Django Tasks - Cronjobs vs Celery

Django Tasks - Cronjobs vs Celery

Like my previous vs post, this isn't a showdown. Instead, this post is about matching the solution to the problem. The tl;dr is that Celery is great at what it does, but it requires more infrastructure and setup than I needed to solve my problem.

The Problem to Solve

I needed to sync data from my database to Canvas, a learning management system where instructors store grades. If I had a year to do this, I would send the data directly to Canvas as it comes to my server. Unfortunately, I had a much more limited time frame to get this done, and that solution would require a lot more testing and robust error handling in cases where the data does not go through.

Before starting, I knew Celery was a common solution for task based workflows in Django, but I wanted to see what other options there were and how they stack up. I did some research and posted this to see if there was anything I missed in my research, which got some helpful responses.

Based on those responses, I started looking into setting up cron jobs to sync the data. I decided that Celery seems to be a great product that handles a lot of complexity for tasks (long and short running), but it was more effort to set up and maintain than I needed.

Management Commands and Cron Jobs

I created management commands to nail down the code while I looked into libraries for setting up cron jobs with Django. Several were no longer supported, and I didn't find any that I felt confident in. I began looking into how to set the cron jobs up myself in the packer scripts I already had for deployments. Fortunately, it was pretty easy. I created a shell script for each cron job that activates the proper environment on the server (to get the appropriate context to connect to my database and Django application) then runs a management command. These are copied by packer onto the server instance. I referenced those scripts in which packer executes while setting up the server to set up the cron jobs. It looks like this:

(crontab -l 2>/dev/null; echo '11 * * * * /opt/website/ >> /opt/website/logs/cron_users.log 2>&1') | crontab -

Explaining cron syntax is outside the scope of this post, mostly because I don't entirely understand it. Crontab Guru was incredibly helpful in setting these up.

The only (minor) difficulty was having to split my packer script into two so that the cron jobs wouldn't be set up on my staging server.

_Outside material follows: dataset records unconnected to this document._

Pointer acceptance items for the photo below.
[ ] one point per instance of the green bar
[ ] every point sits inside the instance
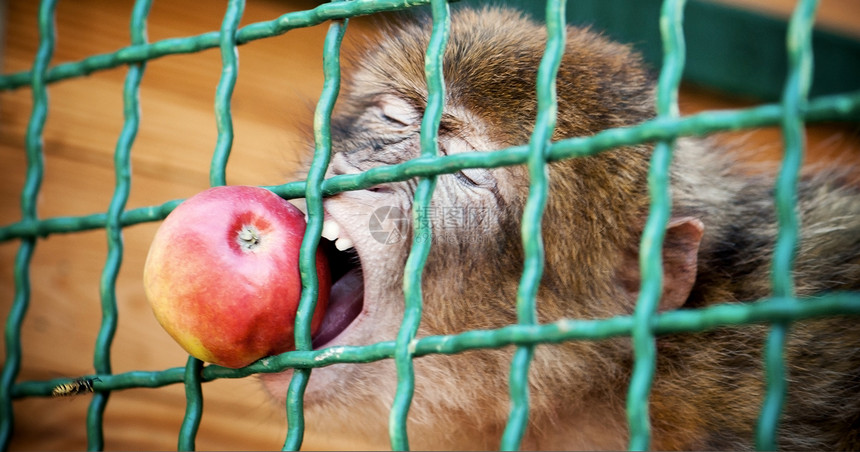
(193, 404)
(113, 228)
(532, 237)
(192, 44)
(224, 91)
(650, 259)
(310, 242)
(422, 232)
(672, 322)
(794, 100)
(844, 107)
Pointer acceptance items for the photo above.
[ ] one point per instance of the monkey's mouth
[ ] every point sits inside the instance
(346, 300)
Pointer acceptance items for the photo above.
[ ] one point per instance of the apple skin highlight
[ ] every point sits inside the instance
(222, 275)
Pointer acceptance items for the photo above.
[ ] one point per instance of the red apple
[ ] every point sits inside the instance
(222, 275)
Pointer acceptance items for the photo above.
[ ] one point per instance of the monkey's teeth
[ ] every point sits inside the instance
(331, 230)
(343, 244)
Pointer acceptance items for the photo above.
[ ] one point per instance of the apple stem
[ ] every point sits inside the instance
(248, 237)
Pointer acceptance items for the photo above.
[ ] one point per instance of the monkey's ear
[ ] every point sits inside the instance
(680, 258)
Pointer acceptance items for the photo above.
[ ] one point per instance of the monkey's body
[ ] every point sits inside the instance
(708, 388)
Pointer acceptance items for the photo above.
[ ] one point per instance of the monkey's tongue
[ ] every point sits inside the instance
(344, 305)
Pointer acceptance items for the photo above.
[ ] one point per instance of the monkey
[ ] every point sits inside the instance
(75, 387)
(719, 241)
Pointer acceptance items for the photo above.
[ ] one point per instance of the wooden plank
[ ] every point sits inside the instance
(279, 81)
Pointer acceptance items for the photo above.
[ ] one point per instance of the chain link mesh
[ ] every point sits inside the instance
(779, 311)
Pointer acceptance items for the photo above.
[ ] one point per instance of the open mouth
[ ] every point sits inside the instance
(346, 300)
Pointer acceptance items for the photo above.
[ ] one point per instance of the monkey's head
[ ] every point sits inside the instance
(591, 226)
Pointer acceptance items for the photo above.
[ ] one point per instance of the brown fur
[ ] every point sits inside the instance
(708, 387)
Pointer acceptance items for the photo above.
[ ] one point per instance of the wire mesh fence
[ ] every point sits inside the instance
(779, 311)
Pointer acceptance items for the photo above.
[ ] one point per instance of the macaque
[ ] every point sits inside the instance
(719, 242)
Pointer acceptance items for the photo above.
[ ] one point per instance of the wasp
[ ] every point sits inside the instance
(74, 387)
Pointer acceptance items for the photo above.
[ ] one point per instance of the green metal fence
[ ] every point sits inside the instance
(779, 311)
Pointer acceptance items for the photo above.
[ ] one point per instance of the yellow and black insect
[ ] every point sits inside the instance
(74, 387)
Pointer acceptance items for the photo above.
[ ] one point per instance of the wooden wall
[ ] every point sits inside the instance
(279, 81)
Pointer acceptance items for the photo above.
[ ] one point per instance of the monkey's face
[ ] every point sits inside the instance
(472, 273)
(469, 280)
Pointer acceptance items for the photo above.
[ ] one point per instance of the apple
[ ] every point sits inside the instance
(222, 275)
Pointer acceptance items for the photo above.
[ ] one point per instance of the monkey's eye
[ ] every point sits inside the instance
(396, 112)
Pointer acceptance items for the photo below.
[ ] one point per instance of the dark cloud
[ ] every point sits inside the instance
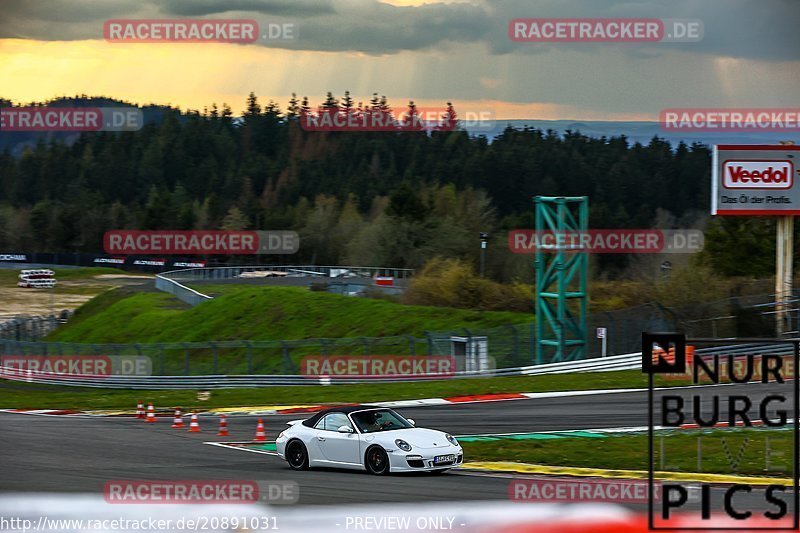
(749, 29)
(281, 8)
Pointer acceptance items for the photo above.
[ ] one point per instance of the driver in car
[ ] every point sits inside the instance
(375, 423)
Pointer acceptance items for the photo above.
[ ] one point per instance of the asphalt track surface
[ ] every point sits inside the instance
(71, 454)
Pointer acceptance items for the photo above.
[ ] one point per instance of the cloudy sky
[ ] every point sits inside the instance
(429, 51)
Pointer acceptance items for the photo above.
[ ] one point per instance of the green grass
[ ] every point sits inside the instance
(262, 313)
(630, 452)
(28, 396)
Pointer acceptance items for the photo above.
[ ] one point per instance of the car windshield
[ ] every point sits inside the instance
(380, 420)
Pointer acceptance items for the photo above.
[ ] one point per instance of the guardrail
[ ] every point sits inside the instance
(171, 281)
(629, 361)
(620, 362)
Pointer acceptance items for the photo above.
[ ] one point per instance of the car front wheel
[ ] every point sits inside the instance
(296, 455)
(376, 461)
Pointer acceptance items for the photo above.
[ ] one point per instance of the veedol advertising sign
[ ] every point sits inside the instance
(755, 180)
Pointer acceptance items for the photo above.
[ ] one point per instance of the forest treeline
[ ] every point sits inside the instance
(372, 198)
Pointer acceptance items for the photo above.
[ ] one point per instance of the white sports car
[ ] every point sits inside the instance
(377, 440)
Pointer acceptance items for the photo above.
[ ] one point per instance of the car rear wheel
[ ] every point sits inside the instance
(376, 461)
(296, 455)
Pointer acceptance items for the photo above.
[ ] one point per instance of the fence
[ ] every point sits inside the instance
(509, 346)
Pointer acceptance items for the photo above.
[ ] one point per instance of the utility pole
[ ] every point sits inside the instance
(784, 252)
(484, 237)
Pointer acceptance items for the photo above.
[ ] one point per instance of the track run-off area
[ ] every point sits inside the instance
(77, 454)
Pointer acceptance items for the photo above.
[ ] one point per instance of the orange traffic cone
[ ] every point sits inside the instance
(223, 426)
(177, 422)
(151, 413)
(261, 436)
(194, 425)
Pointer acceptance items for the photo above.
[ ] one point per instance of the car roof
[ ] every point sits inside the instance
(345, 409)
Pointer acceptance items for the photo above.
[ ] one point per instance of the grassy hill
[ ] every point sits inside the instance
(261, 313)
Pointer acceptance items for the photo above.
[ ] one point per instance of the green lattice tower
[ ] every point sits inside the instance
(561, 281)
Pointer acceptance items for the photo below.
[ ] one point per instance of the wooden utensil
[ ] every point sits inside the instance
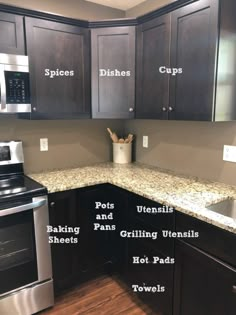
(130, 137)
(113, 135)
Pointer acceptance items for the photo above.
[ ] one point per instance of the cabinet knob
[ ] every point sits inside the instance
(234, 289)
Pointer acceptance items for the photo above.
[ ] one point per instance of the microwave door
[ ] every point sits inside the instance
(3, 107)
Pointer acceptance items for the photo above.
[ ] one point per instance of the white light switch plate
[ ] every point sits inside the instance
(145, 141)
(229, 153)
(44, 144)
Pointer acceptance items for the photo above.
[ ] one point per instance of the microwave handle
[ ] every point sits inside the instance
(2, 89)
(38, 203)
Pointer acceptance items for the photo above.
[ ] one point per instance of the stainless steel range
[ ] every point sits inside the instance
(26, 284)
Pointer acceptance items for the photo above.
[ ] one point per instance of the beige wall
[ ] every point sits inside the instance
(71, 143)
(79, 9)
(192, 148)
(147, 6)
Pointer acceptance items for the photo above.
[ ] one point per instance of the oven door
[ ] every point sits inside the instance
(25, 256)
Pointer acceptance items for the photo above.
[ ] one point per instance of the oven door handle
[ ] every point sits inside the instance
(28, 206)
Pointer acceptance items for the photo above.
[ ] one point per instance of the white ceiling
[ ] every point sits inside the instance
(118, 4)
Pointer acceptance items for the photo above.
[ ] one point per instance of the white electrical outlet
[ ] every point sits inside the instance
(145, 141)
(229, 153)
(44, 144)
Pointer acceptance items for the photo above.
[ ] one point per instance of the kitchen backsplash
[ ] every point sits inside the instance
(71, 143)
(192, 148)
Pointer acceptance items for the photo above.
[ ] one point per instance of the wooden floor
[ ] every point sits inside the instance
(102, 296)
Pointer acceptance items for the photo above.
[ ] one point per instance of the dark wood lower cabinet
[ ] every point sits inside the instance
(157, 270)
(99, 248)
(63, 212)
(203, 284)
(152, 275)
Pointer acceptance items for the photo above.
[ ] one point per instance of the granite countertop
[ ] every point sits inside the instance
(186, 194)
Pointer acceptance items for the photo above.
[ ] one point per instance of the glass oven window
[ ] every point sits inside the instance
(18, 262)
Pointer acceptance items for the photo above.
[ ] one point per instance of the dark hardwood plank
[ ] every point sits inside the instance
(103, 296)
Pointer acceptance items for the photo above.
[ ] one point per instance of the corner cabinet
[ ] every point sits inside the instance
(113, 72)
(12, 39)
(59, 61)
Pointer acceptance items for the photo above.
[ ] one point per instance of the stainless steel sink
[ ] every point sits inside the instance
(226, 207)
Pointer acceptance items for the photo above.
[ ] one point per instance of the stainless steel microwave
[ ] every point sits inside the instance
(14, 84)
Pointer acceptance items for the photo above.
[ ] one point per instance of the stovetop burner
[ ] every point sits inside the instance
(13, 183)
(12, 186)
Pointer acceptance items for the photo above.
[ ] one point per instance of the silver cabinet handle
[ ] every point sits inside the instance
(234, 289)
(27, 206)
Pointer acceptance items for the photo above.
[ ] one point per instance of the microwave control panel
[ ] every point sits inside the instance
(17, 87)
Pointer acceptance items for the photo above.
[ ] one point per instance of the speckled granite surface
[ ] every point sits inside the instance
(189, 195)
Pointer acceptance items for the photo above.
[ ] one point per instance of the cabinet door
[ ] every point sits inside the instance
(12, 34)
(100, 214)
(153, 52)
(203, 284)
(151, 274)
(63, 49)
(193, 49)
(62, 212)
(113, 72)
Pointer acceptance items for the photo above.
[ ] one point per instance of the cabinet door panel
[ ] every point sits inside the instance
(151, 275)
(12, 34)
(113, 95)
(58, 47)
(203, 285)
(153, 45)
(193, 48)
(62, 212)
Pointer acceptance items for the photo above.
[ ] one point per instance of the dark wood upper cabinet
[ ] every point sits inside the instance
(203, 284)
(193, 49)
(201, 63)
(113, 72)
(12, 34)
(152, 87)
(59, 69)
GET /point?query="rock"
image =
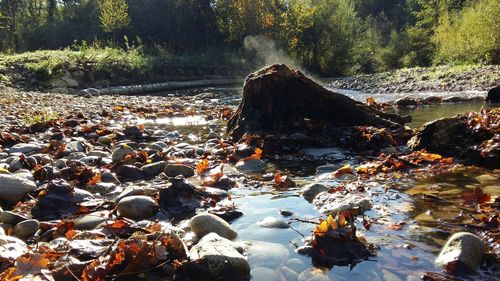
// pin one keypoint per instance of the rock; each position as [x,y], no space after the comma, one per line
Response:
[265,254]
[277,99]
[262,274]
[493,95]
[25,148]
[271,222]
[289,274]
[26,229]
[120,153]
[461,249]
[310,191]
[12,247]
[13,188]
[137,207]
[331,203]
[154,169]
[174,170]
[251,166]
[131,172]
[91,221]
[453,137]
[406,102]
[219,258]
[12,218]
[206,223]
[296,265]
[179,197]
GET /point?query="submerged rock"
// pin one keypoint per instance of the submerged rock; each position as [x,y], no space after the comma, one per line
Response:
[206,223]
[331,203]
[137,207]
[13,188]
[461,249]
[313,189]
[217,257]
[472,137]
[493,95]
[251,166]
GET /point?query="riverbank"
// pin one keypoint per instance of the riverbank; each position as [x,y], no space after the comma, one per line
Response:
[100,68]
[431,79]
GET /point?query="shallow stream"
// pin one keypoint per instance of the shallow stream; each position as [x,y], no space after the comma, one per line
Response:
[404,254]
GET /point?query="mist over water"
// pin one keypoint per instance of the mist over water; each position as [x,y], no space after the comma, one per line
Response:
[268,52]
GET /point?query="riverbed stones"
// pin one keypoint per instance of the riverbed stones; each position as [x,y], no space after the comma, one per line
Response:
[461,249]
[265,254]
[120,153]
[220,258]
[137,207]
[251,166]
[12,247]
[25,148]
[311,190]
[26,229]
[271,222]
[154,169]
[174,170]
[331,203]
[13,188]
[313,274]
[205,223]
[493,95]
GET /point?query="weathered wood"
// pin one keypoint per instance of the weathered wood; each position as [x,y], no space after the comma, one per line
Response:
[276,99]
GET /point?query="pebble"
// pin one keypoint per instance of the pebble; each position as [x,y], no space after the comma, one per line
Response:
[11,217]
[120,153]
[174,170]
[251,166]
[332,203]
[13,188]
[464,247]
[137,207]
[271,222]
[154,169]
[313,274]
[310,191]
[26,229]
[205,223]
[220,256]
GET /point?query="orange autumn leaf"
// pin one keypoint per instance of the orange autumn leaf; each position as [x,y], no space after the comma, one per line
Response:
[277,179]
[202,166]
[346,169]
[476,197]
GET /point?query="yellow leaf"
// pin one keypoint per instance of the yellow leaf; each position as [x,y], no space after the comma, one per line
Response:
[342,221]
[323,227]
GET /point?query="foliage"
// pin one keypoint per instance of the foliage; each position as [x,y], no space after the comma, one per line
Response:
[330,37]
[470,35]
[113,15]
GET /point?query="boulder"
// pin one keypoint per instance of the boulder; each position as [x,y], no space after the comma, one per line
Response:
[218,258]
[462,249]
[206,223]
[472,138]
[13,188]
[493,95]
[277,99]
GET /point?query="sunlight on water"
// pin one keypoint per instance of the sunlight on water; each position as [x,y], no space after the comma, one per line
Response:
[183,121]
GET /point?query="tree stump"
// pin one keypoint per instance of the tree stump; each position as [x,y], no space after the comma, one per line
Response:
[278,100]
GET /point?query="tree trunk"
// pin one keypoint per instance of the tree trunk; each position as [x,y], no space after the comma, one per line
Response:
[277,100]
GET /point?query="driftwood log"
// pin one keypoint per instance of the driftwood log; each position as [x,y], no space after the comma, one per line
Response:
[277,100]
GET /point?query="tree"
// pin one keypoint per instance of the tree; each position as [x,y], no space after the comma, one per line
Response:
[113,15]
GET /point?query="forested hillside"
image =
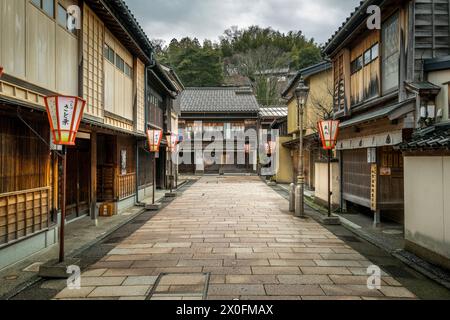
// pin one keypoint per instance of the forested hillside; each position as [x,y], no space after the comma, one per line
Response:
[254,55]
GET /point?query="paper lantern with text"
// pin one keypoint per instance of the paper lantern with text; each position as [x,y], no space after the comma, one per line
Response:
[328,130]
[154,138]
[64,114]
[172,141]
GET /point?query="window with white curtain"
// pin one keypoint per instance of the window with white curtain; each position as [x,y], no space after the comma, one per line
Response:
[390,54]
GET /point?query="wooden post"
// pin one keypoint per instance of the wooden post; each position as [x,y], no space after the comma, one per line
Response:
[93,196]
[329,183]
[63,206]
[154,177]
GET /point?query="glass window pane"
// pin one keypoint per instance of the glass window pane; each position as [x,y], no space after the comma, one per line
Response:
[375,51]
[367,57]
[62,16]
[49,7]
[391,54]
[111,55]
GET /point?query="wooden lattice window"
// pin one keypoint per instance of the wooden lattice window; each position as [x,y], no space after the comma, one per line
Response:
[339,84]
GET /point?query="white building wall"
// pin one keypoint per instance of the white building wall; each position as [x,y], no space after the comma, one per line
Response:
[427,203]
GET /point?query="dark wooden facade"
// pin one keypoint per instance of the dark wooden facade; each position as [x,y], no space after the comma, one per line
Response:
[26,176]
[371,71]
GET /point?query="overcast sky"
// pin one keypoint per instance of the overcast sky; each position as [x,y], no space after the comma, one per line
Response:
[207,19]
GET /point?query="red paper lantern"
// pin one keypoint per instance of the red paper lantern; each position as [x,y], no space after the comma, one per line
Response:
[154,138]
[64,114]
[172,141]
[329,131]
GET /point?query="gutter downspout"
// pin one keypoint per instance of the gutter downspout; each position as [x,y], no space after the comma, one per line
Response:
[146,70]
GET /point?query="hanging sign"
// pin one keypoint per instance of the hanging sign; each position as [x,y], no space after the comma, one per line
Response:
[64,114]
[154,138]
[329,130]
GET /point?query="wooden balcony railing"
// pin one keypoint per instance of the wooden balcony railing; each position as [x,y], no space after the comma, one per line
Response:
[125,186]
[24,213]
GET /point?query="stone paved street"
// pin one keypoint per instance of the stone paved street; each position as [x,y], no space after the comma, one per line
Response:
[237,231]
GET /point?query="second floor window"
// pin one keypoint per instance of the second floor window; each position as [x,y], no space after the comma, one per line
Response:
[48,6]
[390,54]
[156,110]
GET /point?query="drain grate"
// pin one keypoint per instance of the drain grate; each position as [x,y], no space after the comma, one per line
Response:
[398,272]
[180,286]
[350,239]
[115,240]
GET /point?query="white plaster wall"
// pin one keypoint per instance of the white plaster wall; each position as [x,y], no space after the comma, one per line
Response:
[321,184]
[427,203]
[441,79]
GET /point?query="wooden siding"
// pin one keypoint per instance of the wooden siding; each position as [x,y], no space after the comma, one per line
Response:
[24,213]
[118,86]
[24,158]
[13,37]
[140,95]
[93,41]
[356,177]
[36,49]
[25,179]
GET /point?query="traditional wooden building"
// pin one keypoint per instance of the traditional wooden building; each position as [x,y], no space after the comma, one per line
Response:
[106,59]
[427,167]
[319,79]
[372,69]
[225,112]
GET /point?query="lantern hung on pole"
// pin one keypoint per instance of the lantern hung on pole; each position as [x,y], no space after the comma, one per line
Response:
[154,138]
[172,141]
[64,114]
[329,130]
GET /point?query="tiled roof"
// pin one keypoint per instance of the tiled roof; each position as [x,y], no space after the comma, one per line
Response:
[358,16]
[273,112]
[219,99]
[436,137]
[376,114]
[306,73]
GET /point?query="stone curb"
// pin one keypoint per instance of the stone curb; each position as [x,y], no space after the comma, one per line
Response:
[423,267]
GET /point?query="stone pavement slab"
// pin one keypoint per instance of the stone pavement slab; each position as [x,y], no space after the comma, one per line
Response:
[238,231]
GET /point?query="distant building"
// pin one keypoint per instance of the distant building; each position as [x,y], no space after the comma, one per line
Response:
[226,111]
[319,105]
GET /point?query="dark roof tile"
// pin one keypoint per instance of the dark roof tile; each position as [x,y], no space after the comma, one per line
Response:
[219,99]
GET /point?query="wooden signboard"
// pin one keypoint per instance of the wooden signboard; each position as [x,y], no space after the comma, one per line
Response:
[373,187]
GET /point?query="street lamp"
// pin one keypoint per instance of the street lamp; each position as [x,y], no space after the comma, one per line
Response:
[64,115]
[154,138]
[172,141]
[301,93]
[329,130]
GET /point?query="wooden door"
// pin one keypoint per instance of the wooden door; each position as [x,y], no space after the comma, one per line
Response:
[356,177]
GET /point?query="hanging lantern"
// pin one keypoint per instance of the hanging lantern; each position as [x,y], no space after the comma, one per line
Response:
[329,130]
[64,114]
[154,138]
[270,147]
[172,141]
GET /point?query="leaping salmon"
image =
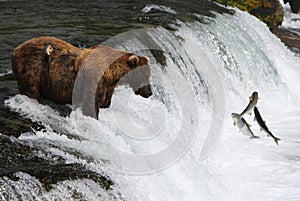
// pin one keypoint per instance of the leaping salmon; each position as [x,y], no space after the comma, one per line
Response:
[263,125]
[253,101]
[241,123]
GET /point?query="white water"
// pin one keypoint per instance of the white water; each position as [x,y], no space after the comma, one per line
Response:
[208,65]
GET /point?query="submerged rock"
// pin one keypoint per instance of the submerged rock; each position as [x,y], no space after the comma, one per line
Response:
[269,11]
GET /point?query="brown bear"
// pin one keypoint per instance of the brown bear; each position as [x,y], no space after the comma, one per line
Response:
[47,67]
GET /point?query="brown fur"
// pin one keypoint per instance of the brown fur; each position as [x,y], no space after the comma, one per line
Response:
[48,67]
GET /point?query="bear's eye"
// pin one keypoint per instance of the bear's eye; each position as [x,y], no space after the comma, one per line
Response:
[133,61]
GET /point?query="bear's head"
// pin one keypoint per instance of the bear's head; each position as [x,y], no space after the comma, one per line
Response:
[136,74]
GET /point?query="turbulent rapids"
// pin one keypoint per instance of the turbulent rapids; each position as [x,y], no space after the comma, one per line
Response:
[179,144]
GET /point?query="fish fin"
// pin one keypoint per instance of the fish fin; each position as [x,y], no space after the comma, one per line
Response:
[276,139]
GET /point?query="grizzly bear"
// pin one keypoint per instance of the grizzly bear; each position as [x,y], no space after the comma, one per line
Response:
[47,67]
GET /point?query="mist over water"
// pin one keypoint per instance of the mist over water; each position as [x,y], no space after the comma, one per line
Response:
[209,67]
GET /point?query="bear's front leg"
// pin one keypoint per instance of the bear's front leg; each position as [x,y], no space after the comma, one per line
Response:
[30,85]
[100,98]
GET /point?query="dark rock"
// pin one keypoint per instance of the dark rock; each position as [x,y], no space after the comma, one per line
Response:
[268,11]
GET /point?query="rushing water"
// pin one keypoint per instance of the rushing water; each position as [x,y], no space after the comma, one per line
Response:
[180,143]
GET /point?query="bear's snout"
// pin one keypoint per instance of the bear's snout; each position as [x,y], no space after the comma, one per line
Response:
[144,91]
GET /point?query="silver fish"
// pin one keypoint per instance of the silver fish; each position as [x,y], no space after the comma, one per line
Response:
[263,125]
[241,123]
[253,101]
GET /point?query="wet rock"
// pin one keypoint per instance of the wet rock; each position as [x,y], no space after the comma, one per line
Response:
[294,4]
[269,11]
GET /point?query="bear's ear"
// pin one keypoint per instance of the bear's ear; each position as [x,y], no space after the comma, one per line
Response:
[133,61]
[48,49]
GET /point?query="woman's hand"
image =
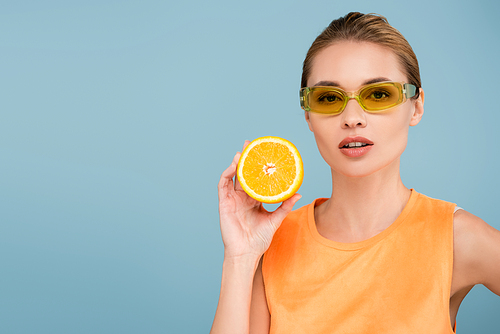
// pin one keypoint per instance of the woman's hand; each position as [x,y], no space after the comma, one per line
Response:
[247,228]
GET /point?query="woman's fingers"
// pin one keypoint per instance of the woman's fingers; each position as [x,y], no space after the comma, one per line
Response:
[237,185]
[226,179]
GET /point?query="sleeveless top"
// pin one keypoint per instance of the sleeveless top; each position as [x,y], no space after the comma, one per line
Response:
[398,281]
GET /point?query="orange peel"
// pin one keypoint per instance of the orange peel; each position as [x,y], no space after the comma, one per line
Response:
[270,169]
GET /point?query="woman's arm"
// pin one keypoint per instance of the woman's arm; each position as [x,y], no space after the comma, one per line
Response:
[477,253]
[247,230]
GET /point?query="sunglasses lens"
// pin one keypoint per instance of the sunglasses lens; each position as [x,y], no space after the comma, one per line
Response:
[381,96]
[326,100]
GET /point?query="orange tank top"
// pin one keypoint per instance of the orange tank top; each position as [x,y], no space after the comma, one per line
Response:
[398,281]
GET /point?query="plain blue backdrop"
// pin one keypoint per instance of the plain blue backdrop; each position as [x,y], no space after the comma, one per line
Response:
[117,118]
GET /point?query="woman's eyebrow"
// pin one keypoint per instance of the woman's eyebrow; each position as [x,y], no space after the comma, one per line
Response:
[336,84]
[380,79]
[327,83]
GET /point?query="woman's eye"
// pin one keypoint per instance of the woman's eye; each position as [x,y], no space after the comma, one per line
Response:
[379,95]
[328,98]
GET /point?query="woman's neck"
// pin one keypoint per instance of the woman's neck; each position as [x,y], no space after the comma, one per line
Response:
[361,207]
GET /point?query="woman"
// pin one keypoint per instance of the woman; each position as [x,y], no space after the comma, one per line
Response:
[376,256]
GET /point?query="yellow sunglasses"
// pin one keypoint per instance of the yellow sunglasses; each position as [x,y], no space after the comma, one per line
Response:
[373,98]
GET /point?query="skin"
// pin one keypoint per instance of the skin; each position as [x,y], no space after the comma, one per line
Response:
[372,179]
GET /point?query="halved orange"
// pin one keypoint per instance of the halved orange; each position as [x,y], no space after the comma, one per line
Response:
[270,169]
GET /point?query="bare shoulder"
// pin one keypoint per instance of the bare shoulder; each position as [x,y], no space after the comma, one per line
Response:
[476,253]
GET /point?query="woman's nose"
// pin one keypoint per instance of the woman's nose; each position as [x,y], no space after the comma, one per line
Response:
[353,115]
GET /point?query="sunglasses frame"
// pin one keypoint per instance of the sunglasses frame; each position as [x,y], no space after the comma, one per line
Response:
[406,91]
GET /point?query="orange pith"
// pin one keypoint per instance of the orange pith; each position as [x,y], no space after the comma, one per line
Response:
[270,169]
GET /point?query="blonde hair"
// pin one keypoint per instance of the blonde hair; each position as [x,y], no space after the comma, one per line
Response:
[365,28]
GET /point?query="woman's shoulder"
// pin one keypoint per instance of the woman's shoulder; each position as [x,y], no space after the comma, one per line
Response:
[476,252]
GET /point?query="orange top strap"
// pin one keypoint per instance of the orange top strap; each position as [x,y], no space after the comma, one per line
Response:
[395,282]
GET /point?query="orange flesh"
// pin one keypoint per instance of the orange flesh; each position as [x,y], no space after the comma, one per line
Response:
[273,182]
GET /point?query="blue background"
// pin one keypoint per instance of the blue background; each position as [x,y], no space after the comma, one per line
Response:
[117,118]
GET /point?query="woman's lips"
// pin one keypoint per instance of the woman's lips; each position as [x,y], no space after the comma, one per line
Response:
[355,146]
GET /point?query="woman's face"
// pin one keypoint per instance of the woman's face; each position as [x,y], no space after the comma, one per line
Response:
[351,65]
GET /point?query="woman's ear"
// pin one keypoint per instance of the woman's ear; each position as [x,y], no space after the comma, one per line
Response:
[308,120]
[419,109]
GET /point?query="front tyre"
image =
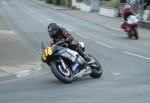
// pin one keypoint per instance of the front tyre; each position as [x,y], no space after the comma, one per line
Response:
[64,75]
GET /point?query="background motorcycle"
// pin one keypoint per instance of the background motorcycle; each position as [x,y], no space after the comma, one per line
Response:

This has worked great! Initially I had three separate cron jobs running:

  1. One to sync account names on our service with those in Canvas.
  2. One for quiz grades.
  3. One for game progress grades.

The first has since been scoped down a bit, but I still need it for a specific case. I recently combined the last two because they were happening simultaneously and sending data to the same endpoint. I hadn't realized that when I first created them.

In the future, I'd like to set up our server to send the grades directly to Canvas when they come in, but for now, this is working well.

Another alternative to these solutions is Django Q2, which Jeff Triplett has written about. It wasn't as established when I was considering what to adopt, but it's worth considering now.